Hikayelerden birkaçı oldukça uzun; diğerleri vinyet. Bir avuç banal. “Esintideki Aşık” bir liseli kızın yatak odasındaki pencere perdesi perspektifinden anlatılıyor. Murata’nın en iyi öykülerinde bile tez ifadelerine karşı bir zaafı vardır.
Bu, özellikle “Muhteşem Bir Yayılma” adlı hoş bir çılgın hikaye için geçerlidir. Ünlüler arasında popüler olduğu için tuhaf, dondurularak kurutulmuş sağlıklı yiyecekler yiyen bir karı koca hakkında. Kadının kız kardeşi Kumi, sihirli bir şehirden reenkarne olmuş bir savaşçı olduğunu düşünüyor ve sadece oradan yemek pişirdiğini ve yediğini iddia ediyor. (Portakal suyunda haşlanmış karahindiba çiçekleri bir yemektir.)
Kumi’nin müstakbel kayınvalideleri haşlama böcekleri yemeyi sever: tırtıllar, kurtçuklar, çekirge. Bu grup, sanki bunun okul sonrası özel bir olaymış gibi, “Birbirimizi anlamak için aynı kaptan yemek zorunda olmadığımızı” anlayana kadar masada birlikte perişan haldedir.
“Life Ceremony”deki en iyi hikaye en basit olanıdır.
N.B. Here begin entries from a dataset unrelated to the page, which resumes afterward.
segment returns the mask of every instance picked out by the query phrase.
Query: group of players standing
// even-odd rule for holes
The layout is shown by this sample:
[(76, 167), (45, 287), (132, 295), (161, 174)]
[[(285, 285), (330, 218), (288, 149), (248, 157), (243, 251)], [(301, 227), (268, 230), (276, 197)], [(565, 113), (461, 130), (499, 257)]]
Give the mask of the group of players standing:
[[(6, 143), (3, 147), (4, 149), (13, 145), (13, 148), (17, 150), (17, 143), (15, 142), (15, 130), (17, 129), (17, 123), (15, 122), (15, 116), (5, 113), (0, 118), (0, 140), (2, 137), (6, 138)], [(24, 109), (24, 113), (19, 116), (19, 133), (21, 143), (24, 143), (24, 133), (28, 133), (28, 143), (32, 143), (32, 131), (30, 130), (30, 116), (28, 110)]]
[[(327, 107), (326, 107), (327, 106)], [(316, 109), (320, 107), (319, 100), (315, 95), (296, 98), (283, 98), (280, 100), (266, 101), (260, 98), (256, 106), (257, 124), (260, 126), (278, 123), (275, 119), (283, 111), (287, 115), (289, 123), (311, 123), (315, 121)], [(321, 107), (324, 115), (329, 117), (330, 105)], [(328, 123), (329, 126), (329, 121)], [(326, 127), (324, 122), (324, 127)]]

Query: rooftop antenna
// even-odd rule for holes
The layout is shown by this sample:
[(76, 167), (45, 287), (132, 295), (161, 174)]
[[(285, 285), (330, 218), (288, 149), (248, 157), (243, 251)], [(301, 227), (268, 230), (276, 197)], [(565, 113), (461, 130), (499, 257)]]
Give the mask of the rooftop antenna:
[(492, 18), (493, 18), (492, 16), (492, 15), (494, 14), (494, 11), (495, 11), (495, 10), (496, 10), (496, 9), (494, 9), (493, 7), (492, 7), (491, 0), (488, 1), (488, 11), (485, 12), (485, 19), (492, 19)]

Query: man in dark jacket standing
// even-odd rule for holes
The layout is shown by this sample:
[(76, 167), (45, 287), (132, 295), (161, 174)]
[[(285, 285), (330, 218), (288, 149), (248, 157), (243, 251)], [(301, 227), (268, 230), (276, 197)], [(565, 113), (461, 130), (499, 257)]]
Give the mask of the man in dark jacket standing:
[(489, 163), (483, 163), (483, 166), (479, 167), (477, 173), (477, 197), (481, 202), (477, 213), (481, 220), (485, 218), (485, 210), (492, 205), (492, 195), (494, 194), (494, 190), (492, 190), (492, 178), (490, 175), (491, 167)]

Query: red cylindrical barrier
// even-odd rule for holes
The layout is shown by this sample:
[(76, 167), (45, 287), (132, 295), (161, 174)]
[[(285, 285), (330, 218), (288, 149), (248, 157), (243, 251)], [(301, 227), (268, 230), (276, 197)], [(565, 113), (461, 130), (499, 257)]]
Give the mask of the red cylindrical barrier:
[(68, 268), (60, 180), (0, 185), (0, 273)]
Başlığı “Vücut Büyüsü” ve genç kızlar ve onların bedenleri, aşkları ve edepleriyle ilgili. Anlatıcı Ruri, kendini iffetli biri olarak görmez, ancak arkadaşı Shiho’nun ne kadar gelişmiş olduğuna şaşırır.
Shiho, ortaokuldaki ilk yılından önceki yaz seks yaptı. “İlk düşüncem,” diye düşünüyor Ruri, “Lolita fetişi olan bir sapık tarafından ondan faydalanılmış olmasıydı.” Ama Shiho konuşmaya başladığında, Ruri onun açık sözlü ve organik zevk ve kontrol duygusuyla büyülenir.
Shiho bu tabiri kullandıktan sonra Ruri, “Birinin derisine girmek istemek” diye düşünüyor. “Böyle bir şey hiç aklıma gelmemişti. Diğer kızlar, erkekleri kendi istekleriyle öpüyormuş gibi görünmüyorlardı. Daha çok, bir öpücüğe maruz kaldıklarından hepsinin farkında olduklarını ve büyüdüklerini kendilerine kanıtlamak istiyorlardı.”
Ginny Tapley Takemori tarafından Japonca’dan yapılan bu çeviride Murata’nın düzyazısı genellikle o kadar havalı ki içinde bir şişe şarap soğutabilirsiniz. “Vücut Büyüsü” daha sıcak ve daha inceliklidir. Büyük zaman kibirlerine gerçekten ihtiyacı olup olmadığını merak etmemi sağladı.